U.S. crude oil futures experienced a sharp decline of over 3% on Monday, wiping out all gains made since the start of the Israel-Hamas war on October 7.
The ground incursion carried out by Israel into Gaza has not been as extensive as some investors anticipated, causing the risk premium that surged when the invasion began to dissipate.
Investors are also closely watching the Federal Reserve meeting scheduled for Wednesday, as well as earnings reports from companies like Apple that could offer valuable insight into the possibility of an economic slowdown.
Front-month Nymex crude (CL1:COM) for December delivery closed down 3.8% at $82.31/bbl, marking its lowest settlement value since October 5. Meanwhile, front-month December Brent crude (CO1:COM) ended the day down 3.3% at $87.45/bbl, its lowest close since October 12.
Notable exchange-traded funds (ETFs) affected by these developments include (NYSEARCA:USO), (BNO), (UCO), (SCO), (USL), (DBO), (DRIP), (GUSH), (NRGU), and (USOI).
The energy sector (XLE), one of the 11 S&P industry sectors, recorded the smallest gain at 0.3%.
Israel’s cautious advance on Gaza has yet to trigger heightened retaliation or necessitate an increased risk premium for oil, according to Mizuho analyst Robert Yawger.
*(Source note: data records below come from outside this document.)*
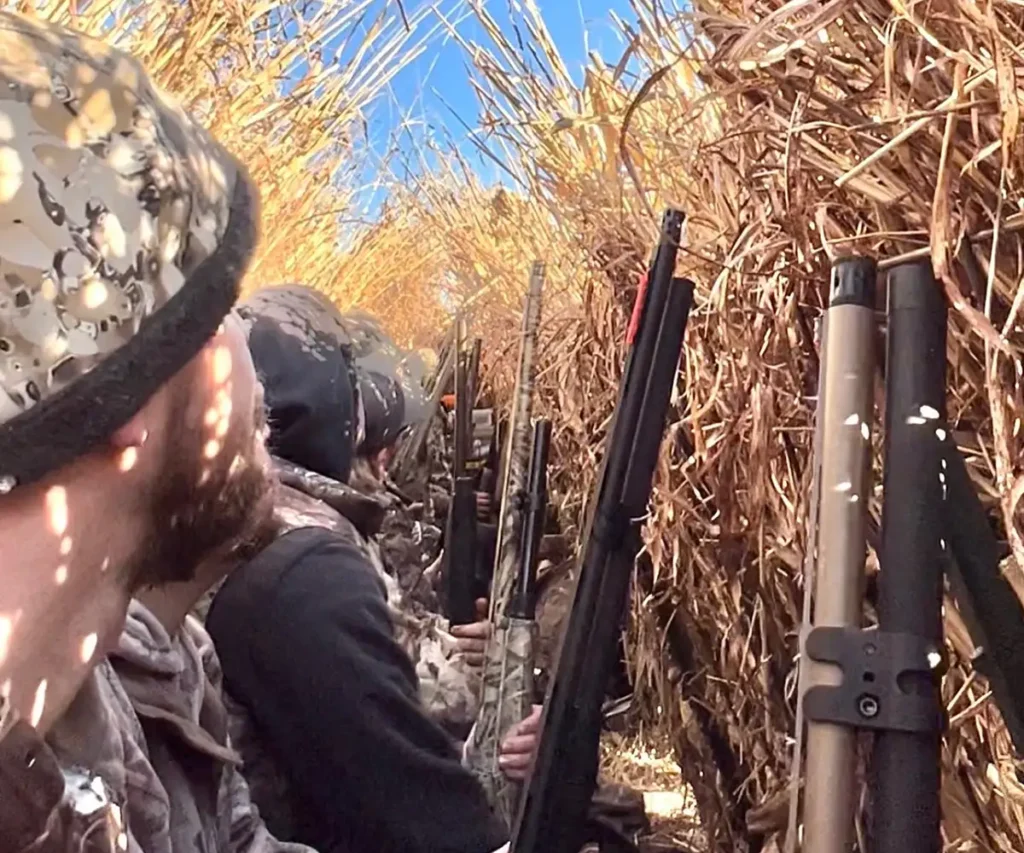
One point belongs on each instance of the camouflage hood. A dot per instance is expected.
(307, 499)
(297, 343)
(124, 232)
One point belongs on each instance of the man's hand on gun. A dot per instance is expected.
(519, 745)
(471, 639)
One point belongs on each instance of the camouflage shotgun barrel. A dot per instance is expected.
(46, 808)
(507, 691)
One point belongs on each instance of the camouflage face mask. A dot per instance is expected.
(124, 232)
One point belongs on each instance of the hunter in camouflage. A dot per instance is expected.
(124, 232)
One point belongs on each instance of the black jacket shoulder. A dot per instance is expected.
(307, 646)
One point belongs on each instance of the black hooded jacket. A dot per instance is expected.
(308, 649)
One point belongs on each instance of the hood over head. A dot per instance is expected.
(299, 345)
(390, 383)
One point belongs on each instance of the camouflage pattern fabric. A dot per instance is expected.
(508, 687)
(448, 685)
(48, 809)
(110, 199)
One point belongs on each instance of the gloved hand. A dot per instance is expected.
(519, 745)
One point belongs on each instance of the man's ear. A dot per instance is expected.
(130, 438)
(133, 434)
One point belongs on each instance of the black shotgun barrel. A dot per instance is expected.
(523, 601)
(906, 768)
(553, 810)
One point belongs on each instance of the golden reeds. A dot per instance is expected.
(788, 132)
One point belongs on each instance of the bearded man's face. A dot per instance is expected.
(211, 494)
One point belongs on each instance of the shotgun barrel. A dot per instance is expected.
(905, 766)
(846, 462)
(553, 811)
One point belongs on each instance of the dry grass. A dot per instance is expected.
(788, 132)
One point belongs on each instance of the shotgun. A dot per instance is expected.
(555, 802)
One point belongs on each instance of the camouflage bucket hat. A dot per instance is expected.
(390, 383)
(124, 232)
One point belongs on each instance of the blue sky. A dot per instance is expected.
(434, 89)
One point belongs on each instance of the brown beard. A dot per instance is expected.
(196, 519)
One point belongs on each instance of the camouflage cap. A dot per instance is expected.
(124, 232)
(299, 346)
(390, 382)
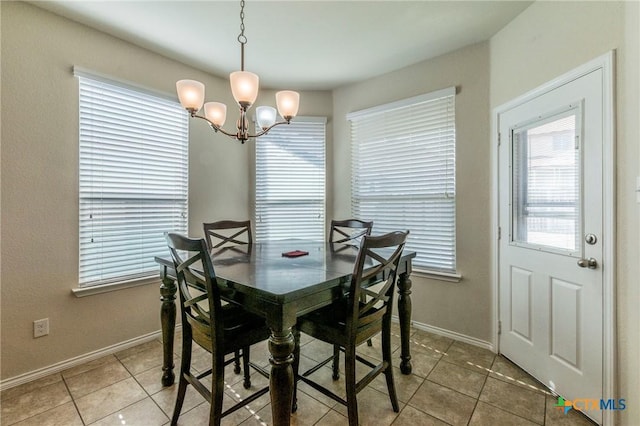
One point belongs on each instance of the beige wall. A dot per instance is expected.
(545, 41)
(39, 176)
(463, 307)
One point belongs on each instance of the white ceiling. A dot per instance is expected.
(300, 45)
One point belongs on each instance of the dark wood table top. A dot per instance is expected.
(262, 268)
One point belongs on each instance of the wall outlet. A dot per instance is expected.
(41, 327)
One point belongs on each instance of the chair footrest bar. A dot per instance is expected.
(365, 361)
(259, 369)
(323, 390)
(372, 375)
(317, 367)
(246, 401)
(204, 374)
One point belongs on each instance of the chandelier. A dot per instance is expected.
(244, 87)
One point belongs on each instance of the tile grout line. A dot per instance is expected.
(73, 400)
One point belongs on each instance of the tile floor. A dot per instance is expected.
(452, 383)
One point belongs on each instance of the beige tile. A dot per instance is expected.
(166, 399)
(375, 351)
(151, 380)
(406, 384)
(486, 415)
(62, 415)
(19, 390)
(82, 368)
(109, 400)
(443, 403)
(410, 416)
(143, 413)
(470, 356)
(97, 378)
(137, 361)
(34, 402)
(421, 362)
(309, 412)
(430, 343)
(457, 378)
(374, 408)
(239, 393)
(143, 347)
(333, 418)
(505, 370)
(556, 417)
(514, 399)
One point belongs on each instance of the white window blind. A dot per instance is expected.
(290, 181)
(403, 174)
(133, 179)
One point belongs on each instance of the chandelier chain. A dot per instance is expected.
(241, 37)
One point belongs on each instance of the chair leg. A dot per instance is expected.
(237, 362)
(350, 384)
(217, 392)
(185, 368)
(245, 364)
(363, 300)
(336, 362)
(388, 372)
(296, 368)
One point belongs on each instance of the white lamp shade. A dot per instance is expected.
(244, 86)
(215, 112)
(288, 102)
(265, 116)
(191, 94)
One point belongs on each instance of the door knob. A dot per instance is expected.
(590, 263)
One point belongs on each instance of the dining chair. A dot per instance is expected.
(217, 328)
(349, 322)
(227, 233)
(349, 231)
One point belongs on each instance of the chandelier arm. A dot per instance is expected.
(214, 126)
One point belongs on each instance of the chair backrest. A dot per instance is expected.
(377, 263)
(200, 303)
(349, 231)
(227, 233)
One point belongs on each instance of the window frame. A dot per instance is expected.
(391, 128)
(153, 206)
(287, 131)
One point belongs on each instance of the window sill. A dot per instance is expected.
(436, 275)
(107, 288)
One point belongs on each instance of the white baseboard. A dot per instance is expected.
(64, 365)
(451, 334)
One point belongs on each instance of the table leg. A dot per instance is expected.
(404, 312)
(281, 346)
(168, 320)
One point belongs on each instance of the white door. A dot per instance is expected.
(550, 183)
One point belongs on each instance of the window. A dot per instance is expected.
(290, 181)
(133, 179)
(403, 174)
(546, 166)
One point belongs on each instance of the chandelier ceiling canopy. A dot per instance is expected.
(244, 87)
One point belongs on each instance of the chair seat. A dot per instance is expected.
(240, 328)
(329, 324)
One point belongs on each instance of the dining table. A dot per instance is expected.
(281, 280)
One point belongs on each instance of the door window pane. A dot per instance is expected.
(546, 183)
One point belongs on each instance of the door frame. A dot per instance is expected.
(605, 62)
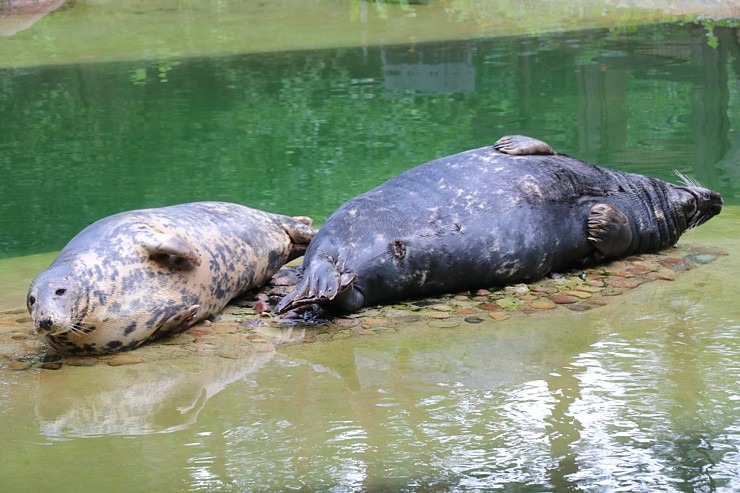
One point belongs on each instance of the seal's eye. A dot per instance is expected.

However, concerns persist as a strong response from Hezbollah could elicit an even stronger reaction from Israel and potentially bring Iran and the U.S. closer to direct military confrontation, said Yawger.
UBS analysts commented that if Iran’s involvement leads to a decline in the country’s oil exports, an already constrained market could face additional pressure. They estimated that a reduction of 500,000 barrels per day could push Brent crude prices between $100 and $110.